Selamat datang di MailCantik.blogspot.com, terima kasih atas kunjunganya dan jangan sungkan untuk kembali lagi
,
Thursday, June 10, 2004
bersuluk
KerohaniaN..
Bersuluk dan ujian


Bersuluk adalah bangkit dari keterpurukan," katanya padaku bertahun-tahun yang lalu. Dan baru sekarang dapat kuraba sedikit makna kata-kata itu. Bangkit dari keterpurukan, adalah dari keterpurukan jiwa dan keterpurukan jasad. Keterpurukan ukhrawi, dan keterpurukan duniawi.

Bersuluk adalah berjuang. Mujahadah, mujahadah, mujahadah. Bukan untuk mengejar kemenangan. sebab menang atau kalah, adalah anugerah Tuhan. Berjuang menghadapi persoalan... berjuang menghadapi syahwat dan hawa nafsu yang tak mau ditundukkan... berjuang menghadapi tarikan dunia dan tipuan syetan.

Terus berjuang, jatuh bangun.. marah, menangis, ataupun murung. Bangkit, berdoa, berserah diri, dan hadapi... sampai Allah menurunkan anugerah-Nya.Jangan pikirkan menang atau kalah, berhasil atau gagal. Kita tidak tahu apa yang ada di depan, Allah menyimpannya. Sebagai hadiah.

Ketika Musa diperintahkan berjalan terkepung ke laut merah, apakah ia tahu lautan akan terbelah? Ketika Ibrahim diperintah menyembelih buah hatinya, apakah ia diberi tahu tentang seekor domba yang akan menggantikannya? Ketika Muhammad diperintahkan menghadapi seribu quraisy berkuda dan bersenjata lengkap, apakah ia diberi tahu tentang kemenangan?

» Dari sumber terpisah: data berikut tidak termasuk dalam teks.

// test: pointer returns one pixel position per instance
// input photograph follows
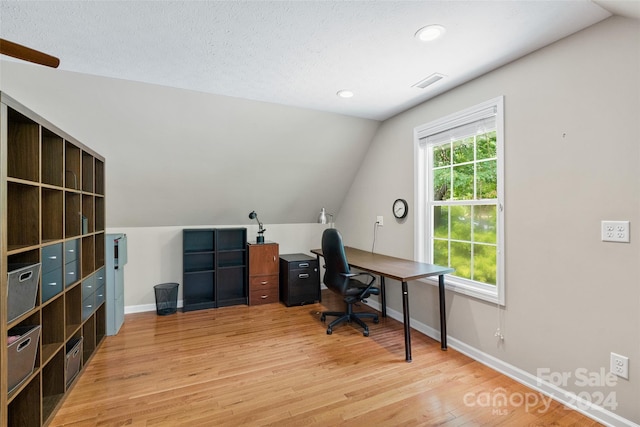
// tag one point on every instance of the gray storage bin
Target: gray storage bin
(22, 354)
(23, 289)
(74, 357)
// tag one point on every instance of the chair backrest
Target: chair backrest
(335, 261)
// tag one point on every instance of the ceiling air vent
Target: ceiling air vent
(428, 81)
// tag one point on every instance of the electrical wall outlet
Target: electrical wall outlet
(615, 231)
(620, 365)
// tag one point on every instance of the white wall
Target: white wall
(178, 157)
(572, 147)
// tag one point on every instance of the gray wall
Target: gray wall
(178, 158)
(572, 155)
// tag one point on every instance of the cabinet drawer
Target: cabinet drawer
(51, 284)
(263, 296)
(51, 257)
(71, 272)
(302, 265)
(260, 282)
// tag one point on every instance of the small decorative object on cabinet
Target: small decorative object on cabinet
(214, 267)
(299, 279)
(52, 208)
(263, 273)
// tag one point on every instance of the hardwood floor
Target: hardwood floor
(273, 365)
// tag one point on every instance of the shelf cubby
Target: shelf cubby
(23, 212)
(53, 382)
(99, 213)
(52, 214)
(89, 334)
(72, 214)
(23, 148)
(72, 166)
(52, 331)
(88, 214)
(88, 256)
(99, 248)
(87, 172)
(99, 178)
(73, 310)
(52, 159)
(24, 408)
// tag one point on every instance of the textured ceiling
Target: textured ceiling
(297, 53)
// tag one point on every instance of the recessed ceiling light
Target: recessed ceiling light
(345, 93)
(430, 33)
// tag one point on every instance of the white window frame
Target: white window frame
(422, 184)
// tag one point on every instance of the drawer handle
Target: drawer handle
(25, 276)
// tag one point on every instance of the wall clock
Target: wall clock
(400, 208)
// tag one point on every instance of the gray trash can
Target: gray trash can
(166, 298)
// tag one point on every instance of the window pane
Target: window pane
(463, 150)
(463, 182)
(442, 155)
(486, 179)
(461, 223)
(442, 184)
(484, 264)
(461, 259)
(486, 146)
(484, 224)
(441, 252)
(441, 222)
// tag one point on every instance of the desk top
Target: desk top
(395, 268)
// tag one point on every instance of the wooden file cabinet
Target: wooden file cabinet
(299, 279)
(263, 273)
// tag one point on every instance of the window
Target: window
(459, 198)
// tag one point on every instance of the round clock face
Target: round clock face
(400, 208)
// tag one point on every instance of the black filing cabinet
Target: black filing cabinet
(299, 279)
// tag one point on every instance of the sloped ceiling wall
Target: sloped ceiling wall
(177, 157)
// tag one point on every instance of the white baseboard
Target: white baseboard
(591, 410)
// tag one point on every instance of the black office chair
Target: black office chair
(339, 279)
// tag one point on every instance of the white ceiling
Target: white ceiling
(298, 53)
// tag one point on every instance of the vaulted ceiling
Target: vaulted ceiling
(298, 53)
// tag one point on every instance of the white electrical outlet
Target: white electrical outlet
(615, 231)
(620, 365)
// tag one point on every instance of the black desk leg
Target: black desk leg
(407, 327)
(383, 298)
(319, 279)
(443, 317)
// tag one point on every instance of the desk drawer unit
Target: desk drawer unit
(263, 273)
(299, 279)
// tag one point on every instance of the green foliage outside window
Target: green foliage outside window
(465, 235)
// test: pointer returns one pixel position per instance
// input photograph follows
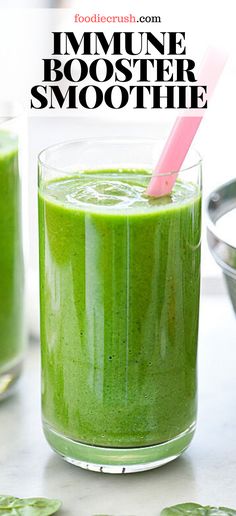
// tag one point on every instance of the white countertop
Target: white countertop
(206, 473)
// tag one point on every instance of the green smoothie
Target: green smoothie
(11, 258)
(120, 278)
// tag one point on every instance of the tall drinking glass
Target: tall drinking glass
(119, 284)
(12, 336)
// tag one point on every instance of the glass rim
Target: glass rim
(113, 140)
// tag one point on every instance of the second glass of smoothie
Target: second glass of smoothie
(12, 327)
(119, 289)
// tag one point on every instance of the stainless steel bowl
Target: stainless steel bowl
(220, 202)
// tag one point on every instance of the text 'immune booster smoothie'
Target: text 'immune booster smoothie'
(120, 278)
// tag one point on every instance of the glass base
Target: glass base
(118, 460)
(8, 380)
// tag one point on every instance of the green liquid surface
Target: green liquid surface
(11, 259)
(119, 281)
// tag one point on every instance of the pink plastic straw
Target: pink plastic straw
(184, 130)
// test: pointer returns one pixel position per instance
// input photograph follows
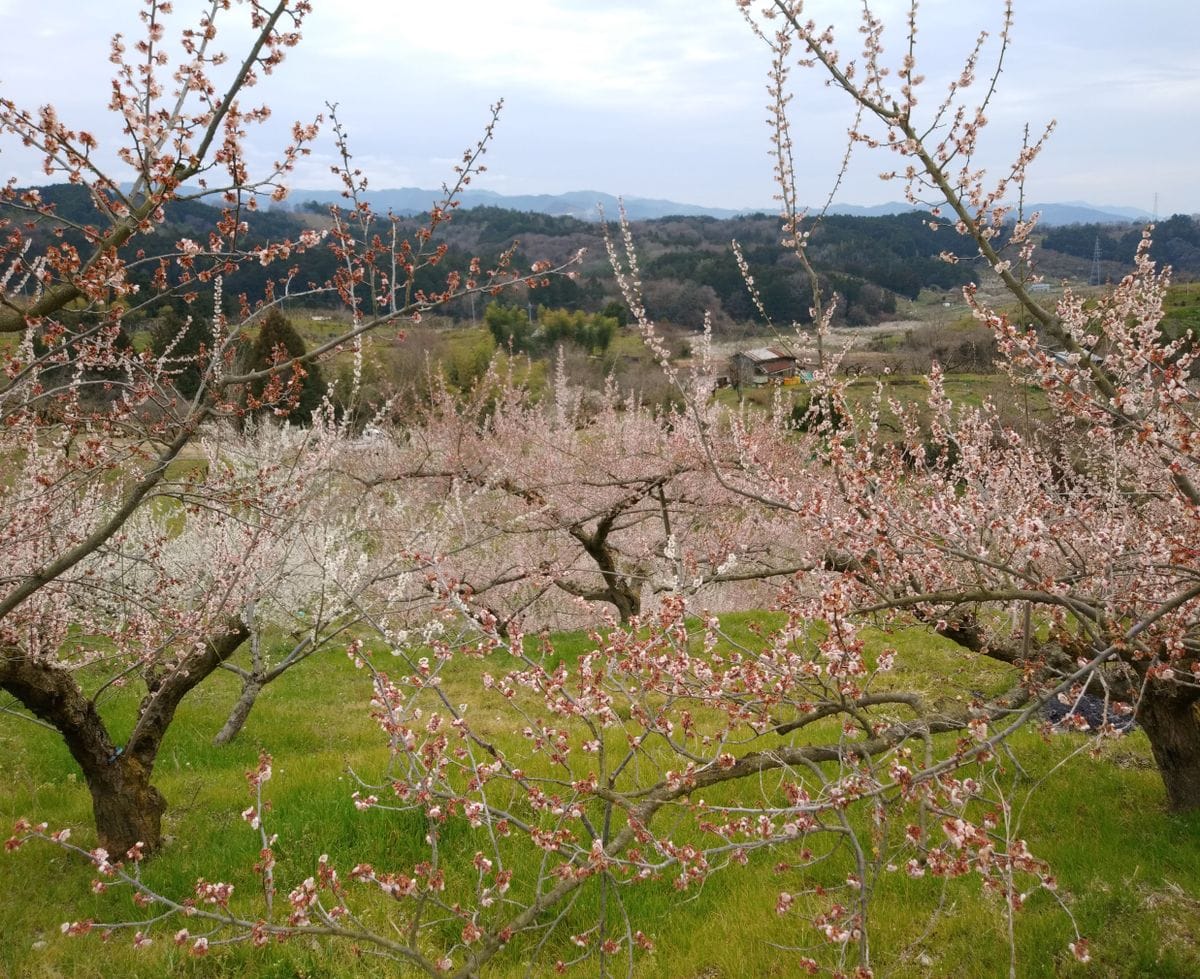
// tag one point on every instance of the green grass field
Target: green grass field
(1129, 871)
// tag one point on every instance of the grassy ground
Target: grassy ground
(1129, 871)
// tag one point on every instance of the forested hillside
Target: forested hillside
(688, 262)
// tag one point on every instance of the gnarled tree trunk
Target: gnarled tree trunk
(127, 809)
(1170, 715)
(126, 806)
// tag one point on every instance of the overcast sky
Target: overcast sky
(664, 97)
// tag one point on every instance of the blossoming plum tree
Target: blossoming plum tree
(671, 749)
(93, 430)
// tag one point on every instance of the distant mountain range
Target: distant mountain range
(585, 205)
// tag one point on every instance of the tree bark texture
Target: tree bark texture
(1170, 716)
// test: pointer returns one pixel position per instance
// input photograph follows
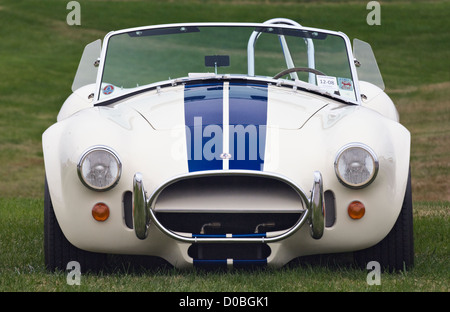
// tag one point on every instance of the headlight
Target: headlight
(356, 165)
(99, 168)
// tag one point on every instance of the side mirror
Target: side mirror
(366, 64)
(88, 67)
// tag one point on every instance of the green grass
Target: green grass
(22, 264)
(39, 54)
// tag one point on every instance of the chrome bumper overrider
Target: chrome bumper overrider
(144, 210)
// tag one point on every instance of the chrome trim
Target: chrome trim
(316, 207)
(141, 217)
(99, 148)
(367, 149)
(144, 208)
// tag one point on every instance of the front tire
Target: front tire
(396, 251)
(58, 250)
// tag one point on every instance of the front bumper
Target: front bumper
(311, 211)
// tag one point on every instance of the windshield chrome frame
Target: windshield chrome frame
(98, 101)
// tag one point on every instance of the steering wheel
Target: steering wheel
(298, 69)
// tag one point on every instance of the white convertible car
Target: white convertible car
(228, 145)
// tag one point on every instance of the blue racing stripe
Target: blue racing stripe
(203, 109)
(204, 106)
(248, 119)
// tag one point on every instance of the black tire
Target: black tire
(396, 251)
(58, 250)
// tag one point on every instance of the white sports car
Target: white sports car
(227, 144)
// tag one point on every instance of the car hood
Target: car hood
(229, 104)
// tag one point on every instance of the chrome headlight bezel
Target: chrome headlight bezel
(372, 166)
(112, 155)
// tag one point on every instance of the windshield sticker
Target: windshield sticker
(108, 90)
(327, 83)
(345, 84)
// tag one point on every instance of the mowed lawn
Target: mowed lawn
(39, 54)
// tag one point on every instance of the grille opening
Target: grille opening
(238, 251)
(236, 204)
(227, 223)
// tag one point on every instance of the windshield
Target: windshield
(145, 56)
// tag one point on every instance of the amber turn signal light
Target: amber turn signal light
(100, 212)
(356, 210)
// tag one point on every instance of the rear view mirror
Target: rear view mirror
(366, 64)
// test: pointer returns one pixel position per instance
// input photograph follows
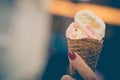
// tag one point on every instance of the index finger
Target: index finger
(83, 69)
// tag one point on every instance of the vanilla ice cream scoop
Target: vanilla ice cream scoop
(86, 25)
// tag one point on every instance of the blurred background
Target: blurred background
(33, 43)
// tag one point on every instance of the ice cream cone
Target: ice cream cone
(88, 49)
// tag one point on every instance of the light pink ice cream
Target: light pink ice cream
(86, 25)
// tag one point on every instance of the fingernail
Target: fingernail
(71, 55)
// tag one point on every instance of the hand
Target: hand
(78, 63)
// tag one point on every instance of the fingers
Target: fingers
(78, 63)
(67, 77)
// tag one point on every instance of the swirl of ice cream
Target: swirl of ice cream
(86, 25)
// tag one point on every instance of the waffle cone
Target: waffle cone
(88, 49)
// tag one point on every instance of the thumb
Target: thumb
(83, 69)
(67, 77)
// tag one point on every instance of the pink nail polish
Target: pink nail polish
(71, 55)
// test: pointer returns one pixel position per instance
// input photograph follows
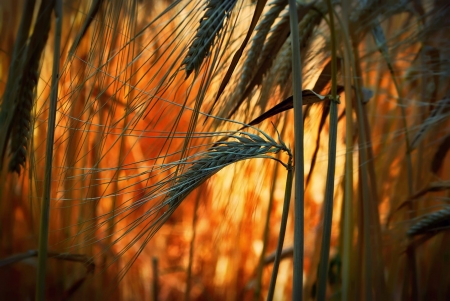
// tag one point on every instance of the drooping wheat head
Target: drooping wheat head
(433, 222)
(207, 33)
(24, 96)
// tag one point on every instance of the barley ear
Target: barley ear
(435, 221)
(209, 29)
(217, 157)
(24, 96)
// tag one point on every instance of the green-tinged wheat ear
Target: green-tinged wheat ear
(219, 156)
(209, 29)
(262, 30)
(22, 120)
(24, 97)
(435, 221)
(306, 28)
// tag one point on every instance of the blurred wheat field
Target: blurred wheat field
(173, 142)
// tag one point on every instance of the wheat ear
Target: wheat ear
(253, 55)
(306, 28)
(219, 156)
(25, 94)
(431, 222)
(22, 120)
(209, 29)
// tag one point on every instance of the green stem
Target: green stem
(45, 211)
(329, 188)
(297, 286)
(284, 217)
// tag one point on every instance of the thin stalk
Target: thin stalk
(259, 272)
(297, 286)
(155, 278)
(187, 294)
(364, 187)
(348, 194)
(284, 217)
(329, 187)
(45, 211)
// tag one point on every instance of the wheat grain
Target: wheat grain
(22, 121)
(219, 156)
(306, 28)
(24, 96)
(432, 222)
(209, 29)
(253, 55)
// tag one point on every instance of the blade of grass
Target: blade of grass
(348, 223)
(329, 188)
(297, 285)
(45, 211)
(284, 217)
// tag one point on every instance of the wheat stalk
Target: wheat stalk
(253, 55)
(217, 157)
(305, 28)
(431, 222)
(24, 96)
(210, 26)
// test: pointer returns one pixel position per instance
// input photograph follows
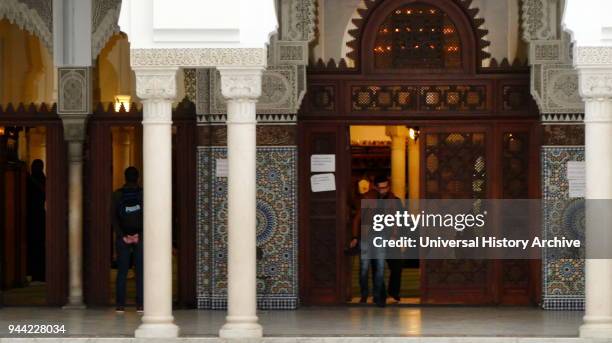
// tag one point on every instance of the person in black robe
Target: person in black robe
(36, 221)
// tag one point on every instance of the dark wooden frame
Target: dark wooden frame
(469, 53)
(97, 237)
(56, 226)
(339, 116)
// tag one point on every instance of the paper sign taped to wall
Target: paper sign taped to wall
(221, 167)
(323, 183)
(576, 188)
(576, 170)
(323, 163)
(576, 178)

Tidak!! Sesungguhnya mereka bertempur melawan ketakutan mereka sendiri. Melawan ketidakyakinan mereka sendiri, pesimisme mereka sendiri. Rasa ketakbergantungan pada Allah lah yang mereka perangi. Sampai muncul jeritan yang paling dalam dari jiwa mereka, sebuah rasa yang murni, kesadaran bahwa mereka tidak bisa apapun, tidak mampu apapun, tidak memiliki kepastian apapun, selain sebuah kefakiran dan sebuah harapan akan pertolongan Tuhannya. Inilah buahnya: "rasa fakir yang teramat sangat jika tidak sedang bersama Tuhannya." Kehilangan harta, adalah kehilangan keyakinan akan kemampuan diri, kehilangan apa yang biasa kita jadikan andalan, kehilangan thaghut yang kita jadikan gantungan... Kehilangan jiwa, kehilangan sahabat, teman dan keluarga.. kehilangan 'semangat' yang biasa kita jadikan andalan dan bahan bakar; karena bahan bakar yang kita pakai akan diganti. Kehilangan buah-buahan, kehilangan petunjuk, pengelihatan dan pemandangan.... tapi teruslah. Jangan berhenti...sabar,maju terus

Bersuluk, adalah melawan diri sendiri. Sebuah jihad akbar yang bahkan lebih berat dari perang Badar. Sebuah jalan, yang jika kita gugur ketika menempuhnya, kematiannya bahkan lebih mulia daripada mati di medan perang.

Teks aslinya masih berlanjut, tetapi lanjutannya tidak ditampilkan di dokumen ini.